I have made some efforts in sprucing up the blog the last few weeks – I think it looks a lot better than before, but am open to suggestions. As long as the suggestions are constructive and not limited to:
“Your blog is ugly, fix it.”
One of the cool features of this WordPress theme is that it allows me to use a rotation of pictures for the header at the very top. So every time you visit, there will be a different picture up there. I have tried to choose humorous pictures for the most part – one of me menacing my younger daughter, another one of me asleep on the couch, and one of my wife pretending to be a pirate. I did this consciously because so much of the content that I write tends to be very sober and serious, I thought it might help to add a little levity to the blog. But I also wanted to use realistic pictures because I find it strange when people create blogs to communicate honest thoughts and emotions, but post pictures that look like they were taken with Vaseline smeared all over the lens. You mean to tell me that you go around the house looking like that all day? Give me a break.
But one of my pictures is very different from the others – it is this one:
It was created by a tattoo artist in Baltimore, and hopefully will be inked on to my forearm sometime this year, if I can summon up both the courage and the money for it. But let me tell you the story behind this picture, which I call “The Mulberry Tree in Bloom”.

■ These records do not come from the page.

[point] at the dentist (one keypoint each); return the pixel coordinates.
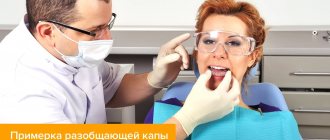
(53, 70)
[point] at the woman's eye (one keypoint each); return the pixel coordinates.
(233, 43)
(208, 41)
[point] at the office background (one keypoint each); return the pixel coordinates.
(298, 41)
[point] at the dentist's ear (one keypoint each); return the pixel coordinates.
(44, 33)
(44, 30)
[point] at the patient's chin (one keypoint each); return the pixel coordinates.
(214, 82)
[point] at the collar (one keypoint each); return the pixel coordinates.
(35, 47)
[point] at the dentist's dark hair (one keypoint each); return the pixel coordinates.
(63, 11)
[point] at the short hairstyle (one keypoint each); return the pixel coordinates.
(242, 10)
(63, 11)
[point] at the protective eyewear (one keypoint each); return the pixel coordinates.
(233, 43)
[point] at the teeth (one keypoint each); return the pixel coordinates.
(218, 68)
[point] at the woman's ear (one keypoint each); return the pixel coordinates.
(253, 58)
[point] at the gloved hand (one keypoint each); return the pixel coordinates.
(171, 57)
(204, 105)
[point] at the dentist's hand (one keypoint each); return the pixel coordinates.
(204, 105)
(171, 57)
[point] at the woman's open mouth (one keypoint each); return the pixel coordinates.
(218, 71)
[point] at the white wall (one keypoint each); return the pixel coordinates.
(294, 12)
(182, 12)
(11, 11)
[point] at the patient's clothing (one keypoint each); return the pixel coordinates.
(241, 124)
(174, 101)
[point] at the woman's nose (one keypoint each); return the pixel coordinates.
(220, 52)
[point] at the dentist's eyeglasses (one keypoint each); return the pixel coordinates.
(233, 43)
(97, 33)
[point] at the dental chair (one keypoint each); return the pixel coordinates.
(257, 93)
(276, 121)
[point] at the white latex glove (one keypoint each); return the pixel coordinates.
(204, 105)
(171, 58)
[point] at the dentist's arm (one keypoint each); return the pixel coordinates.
(204, 105)
(137, 87)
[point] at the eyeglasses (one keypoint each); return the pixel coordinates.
(97, 33)
(232, 42)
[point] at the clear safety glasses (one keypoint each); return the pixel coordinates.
(233, 43)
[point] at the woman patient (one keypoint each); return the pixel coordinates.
(229, 37)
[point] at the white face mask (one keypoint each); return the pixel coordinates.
(91, 53)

In the spring of 2010, things were very hard in my house. Carol had just started chemotherapy, and I had just started a brand new church – rather unsuccessfully, I might add. We had been living in our new home for only a few months by that time, and I became aware of what kind of trees and plants we had around the house, or the lack thereof. One of the trees in our backyard was a mulberry, a small tree that bears purple berries that are quite tasty. But I knew that this mulberry tree would never bear fruit, because it was completely encircled and strangled by a wisteria vine, which, while being very pretty, is very invasive. This tree was all but dead as a result.

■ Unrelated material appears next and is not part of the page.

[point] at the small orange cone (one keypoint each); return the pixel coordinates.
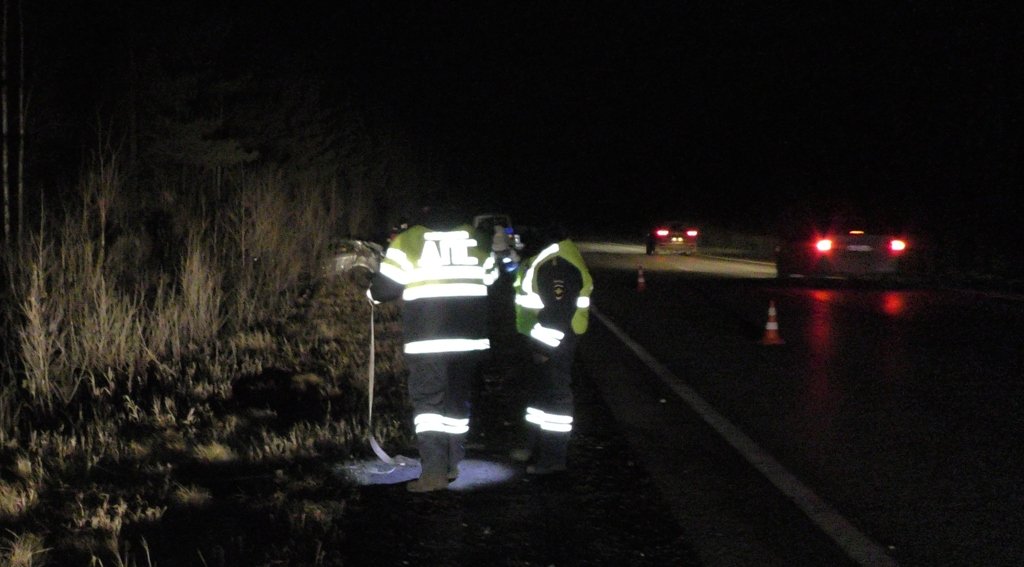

But as the days got warmer, I noticed that the tree was growing leaves and then…greenish red berries, that eventually ripened into deep purple mulberries. And not just a few of them, but tons, carpeting the ground beneath its branches, and inviting all kinds of birds to eat and rest…and then crap all over my car.
I sat in my living room, looking at the tree in wonderment, reflecting, when I realized that this was a perfect metaphor for my wife and her own struggle. An invasive form of breast cancer had taken a hold of her, spreading its tendrils from her chest to her arm, threatening to spread and choke the life out of her. But she resisted and refused, fighting its influence, and even bearing fruit – my son, Jonathan. I saw my wife in that beautiful tree, and wept at the power of the image, and the strength of my wife. And then I immediately took my axe and chopped that damn wisteria to bits.
I hadn’t intended this post to be devoted to my wife per se, but there is scarcely any other way I could end this entry. My wife is a very simple and humble person, not at all interested in trying to look impressive in the eyes of others. And because of this, I feel it is my duty to tell you that you will never find a stronger, more lovely, and faithful woman. And I love her deeply.